Two cannibals were having their dinner. One said to the other "I don't like your friend." The other one said, "Well, put him to one side and just eat the vegetables."
A husband and a wife sit at the table, having dinner. The woman drops a bit of tomato sauce on her white top. "Och, I look like a pig!" The man nods, "And you dropped tomato sauce on your top!"

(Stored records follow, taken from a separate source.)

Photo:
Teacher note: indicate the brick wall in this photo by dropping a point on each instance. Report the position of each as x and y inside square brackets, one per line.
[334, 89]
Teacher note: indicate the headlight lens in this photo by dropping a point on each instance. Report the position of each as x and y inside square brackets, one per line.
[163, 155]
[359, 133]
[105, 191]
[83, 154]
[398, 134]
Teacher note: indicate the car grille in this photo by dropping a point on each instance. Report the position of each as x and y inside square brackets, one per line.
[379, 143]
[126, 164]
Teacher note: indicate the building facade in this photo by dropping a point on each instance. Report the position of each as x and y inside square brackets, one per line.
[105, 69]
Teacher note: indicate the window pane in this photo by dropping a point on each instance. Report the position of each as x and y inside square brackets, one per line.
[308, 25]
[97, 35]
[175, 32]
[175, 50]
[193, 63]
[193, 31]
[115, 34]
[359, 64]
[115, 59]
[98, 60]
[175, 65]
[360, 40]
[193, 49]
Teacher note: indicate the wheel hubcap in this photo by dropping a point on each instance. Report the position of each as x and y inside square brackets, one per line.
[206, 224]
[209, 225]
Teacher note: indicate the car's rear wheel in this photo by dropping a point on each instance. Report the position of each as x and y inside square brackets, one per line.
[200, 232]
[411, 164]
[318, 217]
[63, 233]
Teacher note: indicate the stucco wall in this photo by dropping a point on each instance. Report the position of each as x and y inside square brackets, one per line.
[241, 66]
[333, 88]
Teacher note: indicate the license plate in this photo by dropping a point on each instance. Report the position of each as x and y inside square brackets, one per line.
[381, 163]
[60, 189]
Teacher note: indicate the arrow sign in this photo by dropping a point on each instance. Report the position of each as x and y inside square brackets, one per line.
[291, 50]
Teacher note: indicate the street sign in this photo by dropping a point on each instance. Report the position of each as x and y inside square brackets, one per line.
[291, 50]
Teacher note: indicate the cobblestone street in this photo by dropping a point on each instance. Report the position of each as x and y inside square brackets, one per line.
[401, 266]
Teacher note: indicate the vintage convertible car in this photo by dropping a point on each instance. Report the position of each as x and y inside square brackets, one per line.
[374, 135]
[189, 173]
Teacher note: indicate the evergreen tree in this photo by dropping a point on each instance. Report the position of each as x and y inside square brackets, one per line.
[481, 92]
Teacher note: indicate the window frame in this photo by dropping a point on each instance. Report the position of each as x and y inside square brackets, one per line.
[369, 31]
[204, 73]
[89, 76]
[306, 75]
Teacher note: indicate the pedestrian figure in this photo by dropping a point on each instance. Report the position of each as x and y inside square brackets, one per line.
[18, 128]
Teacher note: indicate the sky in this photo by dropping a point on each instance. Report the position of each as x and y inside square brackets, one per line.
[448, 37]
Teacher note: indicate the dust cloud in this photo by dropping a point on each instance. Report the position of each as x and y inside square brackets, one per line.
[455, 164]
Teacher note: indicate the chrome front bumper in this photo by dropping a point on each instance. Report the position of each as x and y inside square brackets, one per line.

A nursing assistant, a floor nurse and a charge nurse from a small nursing home were taking a lunch break in the break room. In walks a lady dressed in silk scarves and wearing large polished-stone jewelry. "I am Gina the Great," stated the lady. "I am so pleased with the way you have taken care of my aunt that I will now grant the next three wishes!" With a wave of her hand and a puff of smoke, the room was filled with flowers, fruit and bottles of drink, proving that she did have the power to grant wishes before any of the nurses could think otherwise. The nurses quickly argued among themselves as to which one would ask for the first wish. Speaking up, the nursing assistant wished first. "I wish I were on a tropical island beach, with single, well-built men feeding me fruit and tending to my every need." With a puff of smoke, the nursing assistant was gone. The floor nurse went next. "I wish I were rich and retired, and spending my days in my own warm cabin at a ski resort with well-groomed men feeding me cocoa and doughnuts." With a puff of smoke, she too was gone. "Now, what is the last wish?" asked the lady. The charge nurse said, "I want those two back on the floor at the end of the lunch break."
You might be a redneck if you think taking a bubble bath starts with eating beans for dinner.
Rabbit: "Are you sure this bottle of special carrot juice will cure me?" Doctor: "Absolutely. No rabbit ever came back for another."
Why are dolphins cleverer than humans? Within 3 hours they can train a man to stand at the side of a pool and feed them fish.
Chuck Norris can eat the inside of an orange without peeling it.
I was looking at the pies offered by a nearby café. They had cherry, apple, berry, peach, and Herman's. "What type of pie is Herman's?" I asked the waiter. "Apple," he said. "Then why is it called Herman's pie?" "Because Herman called in to reserve it."